Oracle SQL - Regular Expression matching using REGEXP_REPLACE()

Question

Good morning,

I am hoping to find assistance with writing a select query to remove some text from a column.

I have created a column called "TEXT_MINING" in a previous query, that some code a different developer wrote will perform some text mining analysis on. The TEXT_MINING column has text that looks like:

EMPLOYEE FOUND BROKEN HANDLE ON HAMMER * 02-08-18 15:19:22 PM * I found a hammer that had the wood split on the handle, tossed into scrap.

I want to remove the * and all of the text in between the two * to help my software engineer do some text mining. Here is my current dilemma:

Not only do I not know how to use REGEXP_REPLACE, but I can't get the REGEXP worked out.
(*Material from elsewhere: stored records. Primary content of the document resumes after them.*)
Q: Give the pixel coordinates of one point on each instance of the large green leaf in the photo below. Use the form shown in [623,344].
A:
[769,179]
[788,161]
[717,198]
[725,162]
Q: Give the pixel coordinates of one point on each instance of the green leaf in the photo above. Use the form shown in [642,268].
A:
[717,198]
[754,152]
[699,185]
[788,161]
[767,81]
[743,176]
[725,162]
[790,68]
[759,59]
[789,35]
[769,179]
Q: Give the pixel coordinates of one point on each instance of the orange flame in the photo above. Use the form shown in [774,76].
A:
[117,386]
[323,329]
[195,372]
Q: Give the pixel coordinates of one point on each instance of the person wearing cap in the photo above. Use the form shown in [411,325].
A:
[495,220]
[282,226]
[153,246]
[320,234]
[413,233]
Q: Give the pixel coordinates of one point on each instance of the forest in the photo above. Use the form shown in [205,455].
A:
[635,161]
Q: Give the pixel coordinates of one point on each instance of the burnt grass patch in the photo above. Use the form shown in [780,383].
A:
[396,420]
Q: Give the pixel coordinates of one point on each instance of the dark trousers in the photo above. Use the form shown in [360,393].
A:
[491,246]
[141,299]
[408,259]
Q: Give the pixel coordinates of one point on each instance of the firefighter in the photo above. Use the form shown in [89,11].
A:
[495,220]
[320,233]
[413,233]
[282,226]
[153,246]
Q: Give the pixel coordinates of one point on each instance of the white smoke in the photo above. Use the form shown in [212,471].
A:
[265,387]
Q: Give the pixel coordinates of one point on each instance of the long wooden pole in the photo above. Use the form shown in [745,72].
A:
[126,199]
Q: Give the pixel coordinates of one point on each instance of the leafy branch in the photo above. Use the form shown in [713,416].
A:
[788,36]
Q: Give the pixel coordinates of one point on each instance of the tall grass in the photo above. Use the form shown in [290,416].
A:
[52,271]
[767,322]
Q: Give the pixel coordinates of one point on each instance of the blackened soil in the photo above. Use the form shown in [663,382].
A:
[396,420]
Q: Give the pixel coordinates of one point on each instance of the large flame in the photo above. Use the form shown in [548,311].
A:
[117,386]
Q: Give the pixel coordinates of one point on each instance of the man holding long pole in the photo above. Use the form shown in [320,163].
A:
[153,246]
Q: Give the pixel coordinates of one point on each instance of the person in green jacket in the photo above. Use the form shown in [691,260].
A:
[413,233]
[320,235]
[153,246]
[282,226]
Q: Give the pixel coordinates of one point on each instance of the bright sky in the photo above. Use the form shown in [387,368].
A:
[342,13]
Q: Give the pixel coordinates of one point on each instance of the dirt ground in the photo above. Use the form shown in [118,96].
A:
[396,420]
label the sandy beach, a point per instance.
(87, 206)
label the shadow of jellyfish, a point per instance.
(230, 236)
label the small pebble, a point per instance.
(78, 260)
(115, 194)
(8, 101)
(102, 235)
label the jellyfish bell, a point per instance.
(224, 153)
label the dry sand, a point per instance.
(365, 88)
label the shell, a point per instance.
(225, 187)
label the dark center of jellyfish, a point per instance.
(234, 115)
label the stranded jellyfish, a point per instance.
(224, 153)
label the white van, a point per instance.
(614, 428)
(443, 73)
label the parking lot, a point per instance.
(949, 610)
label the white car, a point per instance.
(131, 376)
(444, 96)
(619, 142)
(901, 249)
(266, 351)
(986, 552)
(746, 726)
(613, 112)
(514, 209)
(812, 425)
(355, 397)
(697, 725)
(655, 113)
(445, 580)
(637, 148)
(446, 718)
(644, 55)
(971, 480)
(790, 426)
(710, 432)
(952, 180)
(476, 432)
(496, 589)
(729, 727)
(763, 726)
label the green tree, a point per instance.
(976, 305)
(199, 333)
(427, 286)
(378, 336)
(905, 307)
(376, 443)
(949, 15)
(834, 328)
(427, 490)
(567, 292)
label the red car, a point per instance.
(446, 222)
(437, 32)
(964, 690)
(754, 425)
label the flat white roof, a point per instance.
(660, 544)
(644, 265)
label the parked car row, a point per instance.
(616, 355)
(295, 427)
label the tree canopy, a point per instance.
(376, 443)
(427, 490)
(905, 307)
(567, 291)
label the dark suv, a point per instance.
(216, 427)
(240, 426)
I currently have:

^[*]\w[*]$

So it looks like:

REGEXP_REPLACE(col, '^[*]\w[*]$', '')

Could anyone advise?

Thank you!

Answer 1

This could be a way:

select regexp_replace(yourString, '\*.*\*', '') from yourTable

Please notice that this will remove everything between the first and the last '*' in the string; for example:

with test(x) as (
select 'Something * something else * and a * just before another * and something more' from dual
)
select regexp_replace(x, '\*.*\*', '') from test

gives:

Something  and something more

Answer 2

You may use this approach to remove 1+ occurrences of *...* substrings in your column:

SELECT REGEXP_REPLACE(
   'EMPLOYEE FOUND BROKEN HANDLE ON HAMMER * 02-08-18 15:19:22 PM * I found a hammer that had the wood split on the handle, tossed into scrap.', 
   '\s*\*[^*]*\*', 
   ''
) as Result from dual

See the online demo

Pattern details

• \s* - 0+ whitespaces
• \* - a * char
• [^*]* - 0+ chars other than *
• \* - a * char.

See the regex demo.